Understanding Chronic Kidney Disease and Its Causes

Chronic kidney disease (CKD) means your kidneys are not functioning optimally due to extended damage and cannot filter blood. Managing this ailment requires dedicated care from one or more qualified physicians. Tsegaw E Egziti M.D and his team at Houston Kidney Specialist Center help patients battling chronic kidney ailments.

A patient suffering from chronic kidney disease will present the following symptoms:

  • Nausea
  • A decline in mental clarity
  • Shortness of breath
  • Chest pains
  • Sleeping disorder
  • Frequent urination
  • Loss of appetite
  • Swollen feet
  • General fatigue¬†

The symptoms vary from one patient to the next, and they could also be indicative of other common problems such as stress disorders. If you suspect something is amiss, consult your family physician for a checkup and testing.

What are the causes of chronic kidney disease?

The leading causes of CKD are hypertension and diabetes. These and other causative factors are discussed as follows:


Type 1 or Type 2 diabetes occurs when your blood sugar is so high that your body cannot effectively regulate it. People genetically predisposed to Type 1 diabetes will notice it early in life, while type 2 diabetes is mainly attributed to lifestyle choices.

When diabetes is not managed correctly, your kidneys suffer so much damage that their function of filtering waste and extra fluid from blood is not possible. If there is no intervention or the patient fails to respond to treatment, diabetes can wreak havoc in other organs. The heart, kidney, liver, eyes, etc., damage over time and launch new medical problems.


Hypertension or raised blood pressure is when the blood flowing through blood vessels consistently has high pressure. This disease is severe and can heighten the risk of heart, kidney, brain, and kidney problems. According to the World Health Organization, 1.13 billion persons suffer from hypertension across the globe.

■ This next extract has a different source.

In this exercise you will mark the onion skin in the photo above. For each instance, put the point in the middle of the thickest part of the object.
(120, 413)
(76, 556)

The causes of hypertension include a diet laden with salt, fat, and cholesterol. Family history also makes one susceptible to this ailment and problems with hormone regulation. People who live a sedentary lifestyle are also likely to suffer from hypertension.


People who are overweight and cannot shed off the extra pounds become obese, exposing them to many health problems. The U.S. Department of Agriculture (USDA) noted that average Americans now consume nearly 20% more calories than in the 1980s. A boom in meat consumption is to blame, among other factors. If your body mass index is imbalanced, you could suffer kidney disease sooner than later.

Urinary obstruction

Extended urinary tract obstruction due to kidney stones or an enlarged prostate can eventually lead to chronic kidney problems. Battling certain kinds of cancer at whatever stage can also trigger urinary obstruction.

If you are suffering from kidney disease, you must consult a certified physician immediately. They will perform a series of tests and recommend a viable line of treatment. Being at the hands of a specialist works in your favor because they will observe your progress and amend therapy if necessary.